All windows scripts are in the resources/windows_scripts folder and designed to be run from this directory.

cd resources/windows_scripts

Install and fix Docker

  • Install here. You will need to create an account on Docker Hub for Windows.

  • Virtualization and Hyper-V must be activated.

    • Docker will propose to install virtualization automatically after the Docker installation if they are not installed.
    • Note that Docker Hyper-V is not available for Windows 10 Home edition (you will need Pro or Enterprise edition)
    • If you still have issues with activating virtualization, check here.
  • Share drive in Docker > Settings > Shared Drives > Share Drive C (or the on available, you will need to work in this drive, Docker will only be able to access data in Shared Drives)

  • Firewall detected issue: common, see with your IT department or deactivate your firewall

  • If Docker can't access internet when building you might want to change the DNS (to use Google's one). E.g.: wget: unable to resolve host address: go to Docker Settings > Network > DNS Server > Fixed: 8.8.8.8

Clone

Open the Git Bash application to download the directory with git.
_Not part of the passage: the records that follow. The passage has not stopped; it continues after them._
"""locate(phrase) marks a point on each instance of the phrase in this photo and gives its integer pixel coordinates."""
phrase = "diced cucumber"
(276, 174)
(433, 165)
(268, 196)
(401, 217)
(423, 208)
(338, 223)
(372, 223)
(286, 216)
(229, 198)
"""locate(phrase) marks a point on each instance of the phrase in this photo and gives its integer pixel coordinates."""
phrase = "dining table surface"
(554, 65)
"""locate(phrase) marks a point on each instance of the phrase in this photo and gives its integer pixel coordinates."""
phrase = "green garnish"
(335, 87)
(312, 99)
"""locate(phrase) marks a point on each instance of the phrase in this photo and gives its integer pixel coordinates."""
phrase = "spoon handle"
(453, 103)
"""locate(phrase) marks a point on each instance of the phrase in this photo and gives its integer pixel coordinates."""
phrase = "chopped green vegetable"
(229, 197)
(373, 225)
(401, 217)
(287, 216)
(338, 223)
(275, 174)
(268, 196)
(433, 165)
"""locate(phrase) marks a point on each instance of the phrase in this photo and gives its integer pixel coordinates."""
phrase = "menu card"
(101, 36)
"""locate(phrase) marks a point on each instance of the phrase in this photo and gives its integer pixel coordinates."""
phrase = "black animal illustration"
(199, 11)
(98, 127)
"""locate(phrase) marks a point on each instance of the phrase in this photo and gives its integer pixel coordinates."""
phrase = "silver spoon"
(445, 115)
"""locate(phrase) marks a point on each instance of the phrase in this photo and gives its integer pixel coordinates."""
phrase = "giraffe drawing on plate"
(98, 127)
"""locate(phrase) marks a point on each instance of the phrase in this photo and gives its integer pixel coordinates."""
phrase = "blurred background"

And execute the following commands to download the code required to run the pipeline:

# IMPORTANT: fix a bug on Windows. Newline causing Apache Drill execution to fail:
# Standard_init_linux.go:175 exec user process caused no such file
git config --global core.autocrlf false

git clone --recursive https://github.com/MaastrichtU-IDS/data2services-pipeline.git

Build

  • You need to download Apache Drill installation bundle and GraphDB standalone zip

    • Register to get an email with download URL: request the Free version
    • Download as standalone server: a zip file
  • Put Apache Drill and GraphDB files in their own folder in the data2services-pipeline git repository (let thenm unzipped)

  • Build the images

cd resources/windows_scripts
./build.bat

# Create graphdb and graphdb-import directories in /data
mkdir /data/graphdb
mkdir /data/graphdb-import

Run Drill and GraphDB services

In a production environment it is considered that both Apache Drill and GraphDB services are present. Use docker to start them. Other RDF stores should also work, but have not been tested yet.

Be careful, you might want to change the volumes to add the disk location required on Windows: c:/data:/data:ro

# Start Apache Drill
docker run -dit --rm -p 8047:8047 -p 31010:31010 --name drill -v c:/data:/data:ro apache-drill
# Start GraphDB
docker run -d --rm --name graphdb -p 7200:7200 -v c:/data/graphdb:/opt/graphdb/home -v c:/data/graphdb-import:/root/graphdb-import graphdb

Create "test" repository by accessing http://localhost:7200/repository

Run using Docker command

Check the Run using Docker commands part of the main documentation to run the different parts of the pipeline.

Be careful you will need to edit the folder paths to point to the path you are using (c:/data by default).

And make the command one line (remove newlines and \ as the PowerShell doesn't handle them).